Err, but people who are found not guilty by reason of insanity are then locked up to keep other people safe from them.

I think how long they are locked up if at all depends on the crime and how the treatment goes. I certainly was not suggesting people who are a danger to others should just be free to roam around. My point was the existence of that indicates that if one is not in a state they can control their behavior then they can't legally be held accountable. But that was sort of an extreme example...I mean I've certainly never injured anyone, I tried fighting off my siblings because I was at the moment convinced they where attacking me the reality was they where stopping me from breaking everything in my room. I feel guilty about it but I was not even close to rational during that time hell i can't even remember half of it. Luckily my brother was smart about it and just restrained me till I stopped trying to fight but he knew I wasn't thinking even close to rationally and likely wouldn't be able to stop on my own. I would probably disagree if I got charged with 'attempted assault' as it was more attempted self defense against a threat that wasn't real that I thought was. I did go to the psych ward first thing in the morning however which I feel was the responsible thing to do.
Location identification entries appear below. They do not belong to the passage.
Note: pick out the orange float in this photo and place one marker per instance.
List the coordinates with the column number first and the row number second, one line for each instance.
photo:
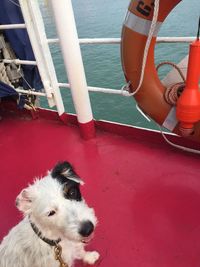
column 150, row 96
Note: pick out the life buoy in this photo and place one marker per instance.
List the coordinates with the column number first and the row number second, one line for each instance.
column 150, row 97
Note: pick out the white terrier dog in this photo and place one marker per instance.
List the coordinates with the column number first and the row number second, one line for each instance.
column 57, row 223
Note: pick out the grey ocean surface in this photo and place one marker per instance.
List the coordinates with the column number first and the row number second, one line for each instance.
column 104, row 19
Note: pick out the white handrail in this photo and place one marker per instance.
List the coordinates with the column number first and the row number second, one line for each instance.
column 118, row 40
column 12, row 26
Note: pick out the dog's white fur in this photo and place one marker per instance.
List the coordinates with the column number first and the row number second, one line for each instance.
column 23, row 248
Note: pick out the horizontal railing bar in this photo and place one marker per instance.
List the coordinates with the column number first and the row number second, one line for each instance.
column 12, row 26
column 20, row 62
column 99, row 89
column 29, row 92
column 118, row 40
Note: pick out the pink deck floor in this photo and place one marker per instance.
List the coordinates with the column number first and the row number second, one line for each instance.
column 145, row 193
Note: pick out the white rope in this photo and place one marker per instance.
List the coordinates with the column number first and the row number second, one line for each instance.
column 187, row 149
column 3, row 75
column 146, row 50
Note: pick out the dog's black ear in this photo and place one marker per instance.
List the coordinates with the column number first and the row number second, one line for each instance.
column 64, row 170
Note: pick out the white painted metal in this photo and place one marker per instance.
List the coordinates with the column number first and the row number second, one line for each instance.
column 99, row 89
column 20, row 62
column 118, row 40
column 12, row 26
column 69, row 43
column 37, row 36
column 30, row 92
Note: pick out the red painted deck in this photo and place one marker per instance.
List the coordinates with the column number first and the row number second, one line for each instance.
column 145, row 193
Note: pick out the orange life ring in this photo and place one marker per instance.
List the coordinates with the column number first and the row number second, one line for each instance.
column 150, row 97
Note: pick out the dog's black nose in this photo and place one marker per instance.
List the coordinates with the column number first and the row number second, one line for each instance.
column 86, row 228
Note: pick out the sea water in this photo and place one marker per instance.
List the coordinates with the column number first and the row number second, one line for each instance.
column 104, row 19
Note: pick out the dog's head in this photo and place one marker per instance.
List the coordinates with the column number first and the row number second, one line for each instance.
column 55, row 205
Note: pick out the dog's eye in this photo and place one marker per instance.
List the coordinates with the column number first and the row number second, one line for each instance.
column 73, row 194
column 51, row 213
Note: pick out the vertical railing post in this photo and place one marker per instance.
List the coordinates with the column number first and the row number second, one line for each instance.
column 69, row 43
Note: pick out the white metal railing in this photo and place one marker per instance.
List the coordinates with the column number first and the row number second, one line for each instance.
column 118, row 40
column 12, row 26
column 95, row 41
column 39, row 41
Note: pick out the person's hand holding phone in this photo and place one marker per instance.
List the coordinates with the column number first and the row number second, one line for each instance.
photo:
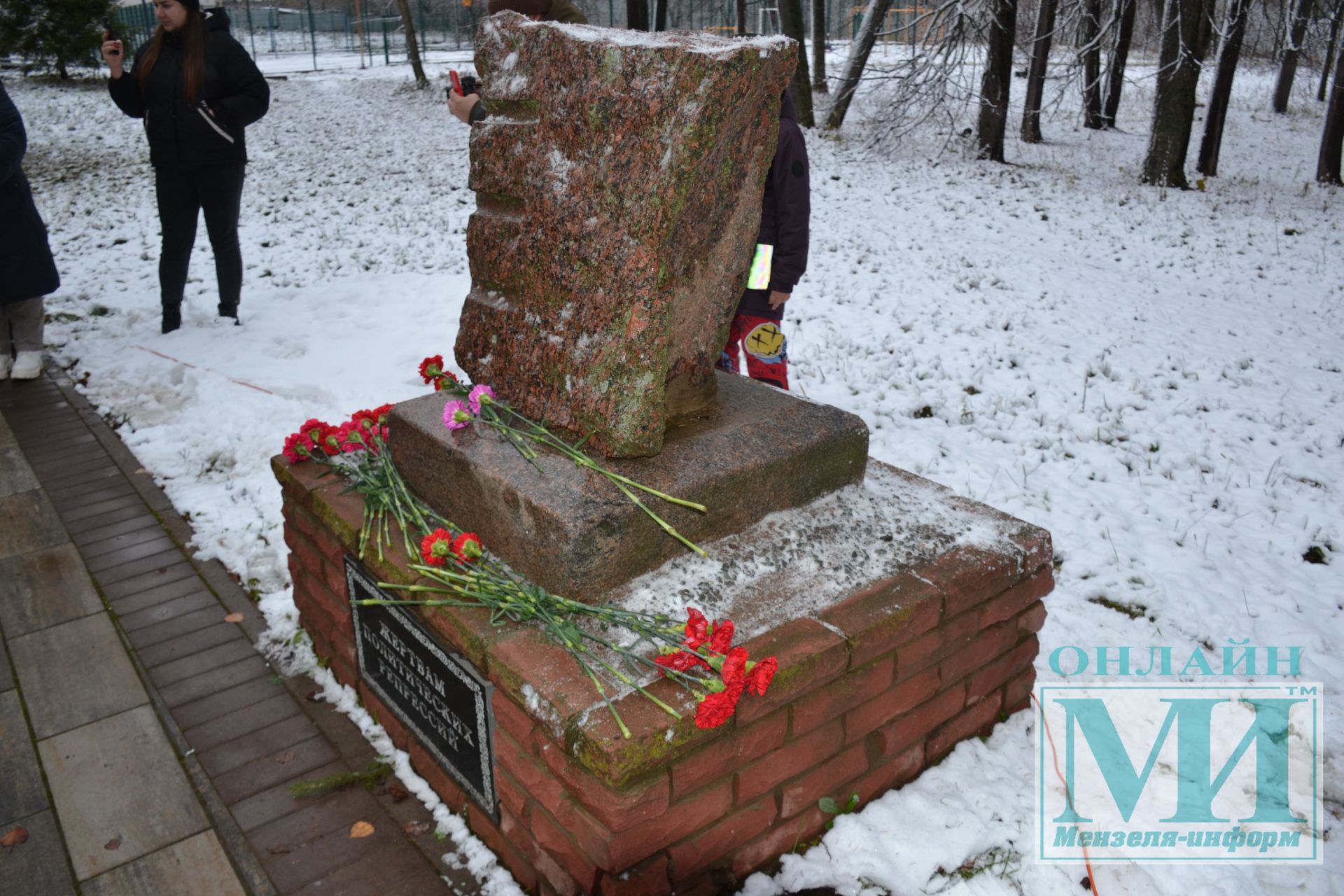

If someone is hurting you then you should stop them from hurting you even if they don't appreciate you stopping them. I don't see why "I didn't mean to" is supposed to excuse anything.


I mostly agree, however I was talking about something a little more complex than 'I didn't mean to' I am talking about not being yourself, having no comprehension of what is going on, convinced you're under attack. Obviously if someone is hurting you they should be stopped regardless of reason, however what is going on within someones mind does play a role and that has to be considered.

I don't know sometimes I get the feeling people expect those with mental illnesses to live up to even higher standards than people without. Mental issues interfere with behavior and functioning, there just isn't much way around it. So I guess I don't get how someone is completely accountable for any behavior that even so much as slightly bothers another person when they have a mental illness they did not choose that interferes with their ability to do that.